Charges were standardized, from a quickie French up to the full trick, which was to cost no more than a "honeybee," "a bill"-a hundred dollars. Any deviation would be immediately and summarily rectified, by anyone of the number of private and public security forces that surrounded, in concentric circles, the casino counting rooms. Similarly, freelancers were actively discouraged. Any girl found hanging around the casino, restaurants, or lounges too long was earnestly apprised of the rules and either driven away or registered, as the case might be. Streetwalkers, part-time call girls, divorcees doing their "friendly forty-two," swinging coeds or housewives, cocktail waitresses, showgirls-any woman with enough beauty, body, or appeal to sell, and the capability of successfully compartmentalizing sex into a purely business transaction-all translated Bugsy Siegel's vision, and Moe Dalitz's version, into a vast and well-managed sex market in Las Vegas, throughout the 1950s and 1960s.

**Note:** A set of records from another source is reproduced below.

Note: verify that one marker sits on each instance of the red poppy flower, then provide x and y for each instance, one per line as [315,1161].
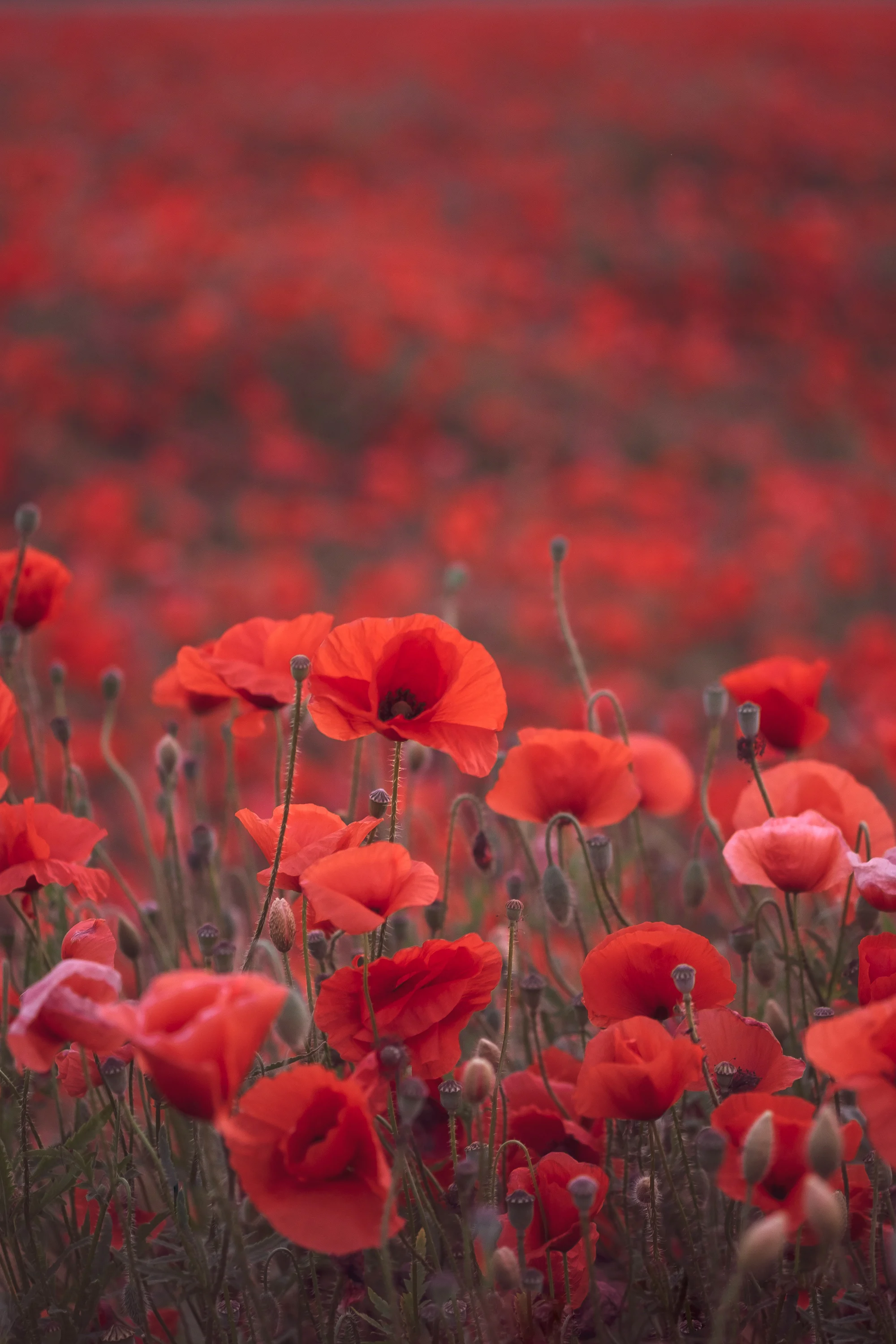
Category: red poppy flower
[564,771]
[357,890]
[41,844]
[636,1070]
[42,586]
[793,854]
[197,1034]
[663,773]
[556,1228]
[307,1155]
[424,996]
[786,690]
[629,974]
[876,967]
[750,1046]
[312,832]
[782,1186]
[817,787]
[412,679]
[68,1004]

The personal connection extended to the solicitor as well. A man who wanted sex, from a high roller to a tinhorn, had to use the proper channels. The major plungers, well known to owners and executives, were supplied with a showgirl or a high-class courtesan as a matter of course. Lesser players, if well known to the cocktail waitresses and registered cruisers, could have their pick of the pit girls. Hotel guests were fired on by the bell captain or one of his boys; casino customers could become familiar enough with a pit boss or bartender to make a circumspect inquiry. Cab drivers and motel clerks carved their own niche within the system, but professional pimps were quickly discouraged. The word spread among the legions of male Las Vegas patrons: follow established protocol. Accrue some juice and use it judiciously. Thus the whole path was a procession of pedigree, from the whispered word to the soft knock on the door. It had to be man to man before it could be man to woman.

If you didn't know the procedure, however, you might walk away thinking that Las Vegas's fabled copious commercial copulation was one of the great myths of the day. Because above all; the pandering, procuring, and coupling had to be illegal. Herein lay the true beauty of the system, and the unmistakable signature of Siegel, Dalitz, arid all the other racketeers-turned-executives. For propriety, for privacy, and ultimately to protect the reputation of legal gambling, the whole delicate system, its makeup, mechanics, and management, had to operate outside the law. One false step, one loose lip, and the whole precarious structure could collapse like a house of cards.